Die Studie wirft Osteuropäern dagegen mangelnde Demokratieerfahrung vor. Dreh- und Angelpunkt bei der Kontrolle der Schwarzarbeit sei die "Stärke des Staates". Die unfreundliche Logik, die dahintersteckt: Wenn der Staat nur mehr kontrolliert, dann wird er Schwarzarbeit schon unterbinden. Je mehr der Staat die Bürger in ihren Entwicklungsmöglichkeiten einengt, desto mehr tut sich in der Schattenwirtschaft. Der Mangel an bezahlbaren Dienstleistungen im Haushaltsbereich ist nur ein Beispiel. Diese Analyse ist auch geeignet, das deutsche Schwarzarbeit-Dilemma zu erklären.

Die Autoren der Studie machen keine Vorschläge, wie auf europäischer Ebene reagiert werden kann auf etwas, das sie als Problem ausgemacht haben wollen - noch nicht. Hinter der Studie steckt die langfristige Strategie der EU-Kommission, auch diesen Lebensbereich von Brüssel aus zu regulieren.

Schwarzarbeit ist eine Ausweichreaktion auf überbordende Bürokratie, Umverteilung und Regelungswut. Da die soziale Absicherung der "Schwarzarbeiter" aber durch das "reguläre" Arbeitsverhältnis, die Familienversicherung, Arbeitslosengeld oder Sozialhilfe gewährleistet ist, fließt jeder verdiente Euro "bar" in die Geldbörse - und wird meist gleich wieder ausgegeben. Auch in Deutschland ist Schwarzarbeit inzwischen längst ein sozialer Stabilisator, der nicht nur etwas Luxus gestattet, sondern viele vor dem sichtbaren Abkippen in die Armut bewahrt.

Außerdem tragen Schwarzarbeiter - rein ökonomisch betrachtet - zum Blühen der Volkswirtschaft im allgemeinen und der Steuereinnahmen im besonderen bei. Beispiel? Geht Andreas Börners Auto kaputt, so fährt er es in die Werkstatt vom Freund seiner putzenden Friseuse, der es schwarz repariert. Eine offizielle Reparatur wäre für ihn unbezahlbar und hätte mit der Stillegung des Fahrzeugs geendet. Ergo: Hans Eichel hätte keine Mineralöl-, Öko- und Mehrwertsteuer mehr von Börner erhalten, weil der dann Bahn fahren müßte.

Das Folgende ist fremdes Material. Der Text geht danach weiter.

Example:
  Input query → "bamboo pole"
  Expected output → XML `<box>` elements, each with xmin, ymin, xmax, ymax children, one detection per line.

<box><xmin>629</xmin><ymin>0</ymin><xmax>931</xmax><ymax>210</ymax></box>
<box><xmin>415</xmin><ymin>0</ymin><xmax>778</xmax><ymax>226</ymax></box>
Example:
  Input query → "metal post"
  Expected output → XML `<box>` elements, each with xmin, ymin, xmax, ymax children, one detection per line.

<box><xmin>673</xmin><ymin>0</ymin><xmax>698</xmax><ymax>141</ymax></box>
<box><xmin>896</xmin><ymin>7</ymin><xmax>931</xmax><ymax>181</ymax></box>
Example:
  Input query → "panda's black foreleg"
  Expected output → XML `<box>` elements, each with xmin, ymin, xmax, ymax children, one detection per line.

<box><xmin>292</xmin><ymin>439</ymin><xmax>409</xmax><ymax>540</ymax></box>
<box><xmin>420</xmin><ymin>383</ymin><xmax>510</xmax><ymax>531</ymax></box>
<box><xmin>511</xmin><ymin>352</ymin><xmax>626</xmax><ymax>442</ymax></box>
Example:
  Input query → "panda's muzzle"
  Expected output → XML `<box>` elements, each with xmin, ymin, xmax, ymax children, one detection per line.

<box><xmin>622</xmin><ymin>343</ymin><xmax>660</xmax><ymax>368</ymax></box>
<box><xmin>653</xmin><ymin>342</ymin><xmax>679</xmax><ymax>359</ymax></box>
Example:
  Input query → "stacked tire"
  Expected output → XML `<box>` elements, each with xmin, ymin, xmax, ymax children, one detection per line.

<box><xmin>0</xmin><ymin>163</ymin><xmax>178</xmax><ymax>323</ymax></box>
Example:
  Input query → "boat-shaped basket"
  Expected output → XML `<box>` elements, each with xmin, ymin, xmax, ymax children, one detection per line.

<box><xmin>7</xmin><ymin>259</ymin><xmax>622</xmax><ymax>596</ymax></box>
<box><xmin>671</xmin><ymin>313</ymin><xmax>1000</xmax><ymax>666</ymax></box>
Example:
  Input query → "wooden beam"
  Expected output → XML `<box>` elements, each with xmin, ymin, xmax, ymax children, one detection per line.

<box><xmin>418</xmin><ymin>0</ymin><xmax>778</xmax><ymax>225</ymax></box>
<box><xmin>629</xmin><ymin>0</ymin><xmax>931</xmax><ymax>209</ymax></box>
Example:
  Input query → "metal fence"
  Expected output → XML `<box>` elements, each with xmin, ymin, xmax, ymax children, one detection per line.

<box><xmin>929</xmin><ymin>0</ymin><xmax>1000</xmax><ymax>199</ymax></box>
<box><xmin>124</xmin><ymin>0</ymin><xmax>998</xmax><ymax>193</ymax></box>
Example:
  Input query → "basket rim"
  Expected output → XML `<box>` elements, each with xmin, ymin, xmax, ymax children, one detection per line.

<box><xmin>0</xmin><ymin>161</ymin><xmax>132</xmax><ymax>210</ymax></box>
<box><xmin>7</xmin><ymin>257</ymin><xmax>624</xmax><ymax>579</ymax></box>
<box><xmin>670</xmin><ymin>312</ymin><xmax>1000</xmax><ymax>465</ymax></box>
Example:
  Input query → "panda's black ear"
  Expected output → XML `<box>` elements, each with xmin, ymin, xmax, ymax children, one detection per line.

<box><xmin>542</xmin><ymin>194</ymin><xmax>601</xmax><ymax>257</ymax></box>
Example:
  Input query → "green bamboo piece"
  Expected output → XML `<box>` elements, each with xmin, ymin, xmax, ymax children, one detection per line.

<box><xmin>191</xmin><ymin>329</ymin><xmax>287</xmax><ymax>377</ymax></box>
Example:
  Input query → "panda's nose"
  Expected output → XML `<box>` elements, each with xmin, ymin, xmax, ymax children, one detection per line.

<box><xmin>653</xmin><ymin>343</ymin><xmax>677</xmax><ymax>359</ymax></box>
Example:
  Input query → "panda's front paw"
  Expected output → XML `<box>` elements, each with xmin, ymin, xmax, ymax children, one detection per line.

Zudem wird ja zumeist für die schwarz verarbeiteten Ersatzteile Mehrwertsteuer errichtet. Wenngleich die Autoren noch keinen europäischen "Polit-Mix", wie sie das selber nennen, anzubieten haben, so steht doch eines für sie fest: "Auf diesem Gebiet ist eindeutig mehr Forschungsarbeit zu leisten." Von ihnen, versteht sich.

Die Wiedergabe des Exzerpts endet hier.